Court actions have been launched, but the courts in Canada are notoriously slow, and the decisions that have been reached haven’t been encouraging. The courts have tended to give the government the benefit of the doubt while ignoring the scientific data that clearly disproves the government’s actions.
It has been utterly depressing, demeaning, and frightening. I personally had grown despairing of any meaningful change, and have been preparing to leave the country. The country I once loved, that I moved to 22 years ago, then immigrated and became a proud citizen of - I no longer recognized that Canada. It was gone.
Or so it seemed. Just when things were at their darkest, hope arose on the horizon. Heroes stepped up. We got word that Canadian truckers, incentivized by the insane vaccine mandate to cross the border, were organizing a convoy to Ottawa to protest. And they weren’t just doing it for themselves, but for all Canadians. They made it clear that their goal wasn’t just the lifting of the mandates for truckers, but all mandates, lockdowns, etc.
The one thing I and so many others have been waiting for finally happened: a mass uprising of Canadians. We despaired as we waited for a critical number to wake up and push back. The truckers have made that happen. Thousands and thousands of Canadians lining highways and overpasses with food and homemade signs and Canadian flags have shown that far from Trudeau’s “fringe minority”, perhaps the majority of Canadians are sick and tired of tyranny and just needed something they could rally around.
This is the Canada I know: diverse, generous, united, humble, good-hearted, freedom-loving. This is the Canada I thought was lost forever.
I don’t know what will happen with the truckers in Ottawa. They’ve said they are determined to stay there as long as it takes. It’s hard to dare to hope, and in my worst moments I fear a bad outcome. But no matter what happens, something big has been unleashed. This convoy has given Canadians permission to speak up and stand up and admit that they aren’t in favour of what has been happening.
Sure, there’s lot of pushback from the legacy media and from the government. Trudeau gave a press conference yesterday where he abhorrently doubled down, smearing the truckers as a small minority, as conspiracy theorists, as racists. But the tide is turning. Other countries are beginning to remove restrictions, and this will put pressure on Canada and other fascist holdouts to do the same.
I don’t think this will be the end of the road for the globalist tyrants. We will need to continue to be alert for the tactics they will use to continue to push their agenda. But it has shown that we the people haven’t totally lost our power. We haven’t become slaves yet.

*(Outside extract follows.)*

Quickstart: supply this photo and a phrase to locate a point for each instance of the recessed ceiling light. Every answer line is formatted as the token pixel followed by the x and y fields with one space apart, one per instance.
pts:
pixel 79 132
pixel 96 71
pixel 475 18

Two sentiments I have heard repeated over and over again, and which speak for me exactly: for the first time in two years I feel hope again; for the first time in a long time, I feel proud to be Canadian again.
Thank you truckers.
Every time I see footage of the truckers I could cry. It makes my heart burst to see so many people come together because they want something that should be a simple and basic human right: freedom. I have worried about Canada, Austria and some of the most oppressed countries (mine Australia included) and I wondered if there could ever be a big enough pushback to change the course of government. They say there can be no rebels if there is nothing to rebel against. Well our countries have given us a ton of reasons to rebel and I’m glad we are finally doing it. Go Canada #notafringeminority
This expresses exactly what I’ve been feeling. I believe it was/is a pandemic, but I believe most of the policies have been wrongheaded, clumsy, and the “cure” was worse than the disease. I’m grateful that the truckers are inspiring people to contact their elected officials to end the mandates.